The other way to get air into your pleural space is from having blebs/bullae on your lung surfaces, and pop one (or more), or have some other hole in your lung (sharp things again). Then air gets out of your lungs thru the hole(s) and disrupts that pleural side-to-side thing, and there you go again, a pneumothorax. This, however, is called a TENSION pneumothorax, because that air increases with every exhalation (the lung now having two routes to exhale air out of, the trachea and the hole in the lung itself). This allows the lung to collapse on that side, and soon enough pressure (tension) will develop in that half of the chest to push the chest contents over to the other side, compromising blood flow and air exchange in the other lung & heart when it does so. (This is when you see the "tracheal shift.") This is also a bad thing.
So: now both of these fine folks have bought themselves chest tubes. The guy with the chest wall trauma has had his trauma hole sewed up, so when he takes a deep breath air enters his trachea only. He has a water seal on his chest tube so he can't pull air into his chest thru the tube-- the water seal acts like the bend in your sink drain and prevents continuity of the inside and outside places. The suction on the chest tube setup has done its job of removing the air from the pleural space where it didn't belong--it was seen bubbling out thru the water seal and then couldn't get back in. (When all the air is gone from his pleural space, there will be no more airleak in the water seal compartment.) Now, if he disconnects his Pleurevac (or other copyrighted device), he can again take a deep breath and pull air thru the open tube into his pleural space, where it doesn't belong, collapse his lung, and start all over again. THEREFORE, when this guy disconnects his tube, you clamp it IMMEDIATELY, to prevent air from entering the pleural space. He should ALWAYS have those two big old chest tube clamps taped to his Pleurevac (so they go with him to xray and all), just in case he does this.

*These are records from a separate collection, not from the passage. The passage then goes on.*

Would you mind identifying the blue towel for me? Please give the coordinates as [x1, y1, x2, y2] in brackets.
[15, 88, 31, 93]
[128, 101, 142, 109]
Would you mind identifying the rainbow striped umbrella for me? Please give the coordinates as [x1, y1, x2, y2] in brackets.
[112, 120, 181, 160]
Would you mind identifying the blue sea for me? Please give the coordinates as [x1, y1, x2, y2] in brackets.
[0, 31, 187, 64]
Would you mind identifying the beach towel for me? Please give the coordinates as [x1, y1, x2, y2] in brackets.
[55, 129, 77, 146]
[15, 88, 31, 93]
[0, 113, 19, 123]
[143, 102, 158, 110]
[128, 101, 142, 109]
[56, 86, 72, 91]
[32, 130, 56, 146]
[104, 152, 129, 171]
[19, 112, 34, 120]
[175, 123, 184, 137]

However, the other guy, with the ruptured blebs or a raw surgical surface from a wedge resection and the intact chest wall? Well, his chest tube is pulling air out of the pleural space, but more is still getting in there since he still has a hole in his lung. The idea of the CT is to pull it out faster than he can put it in, and allow the hole to heal up, at which point he will no longer collect air in his pleural space and be all better. Meanwhile, though, you see air bubbling in the waterseal chamber, showing you that there is still air being pulled out of his pleural space. He has “an air leak.” What happens to him if his chest tube gets disconnected?
Well, remember, he still puts air into his pleural space, because there's still a hole in his lung. You put a tube in there to take it out, remember? OK, so what happens if you clamp his tube? Bingo, air reaccumulates in the pleural space all over again, his lung collapses, and things go to hell in a handbasket. This guy should NEVER have clamps at his bedside, because some fool may be tempted to clamp his tube before his airleak seals, and he'll get in trouble all over again. If he pulls his tubing setup apart, have him breathe slowly and shallowly (to minimize the air leaving the hole in his lung and getting trapped in his pleural space) while you quick-like-a-bunny hook him up again to a shiny new sterile setup. But do NOT clamp his tube while your assistant gets it set up for you.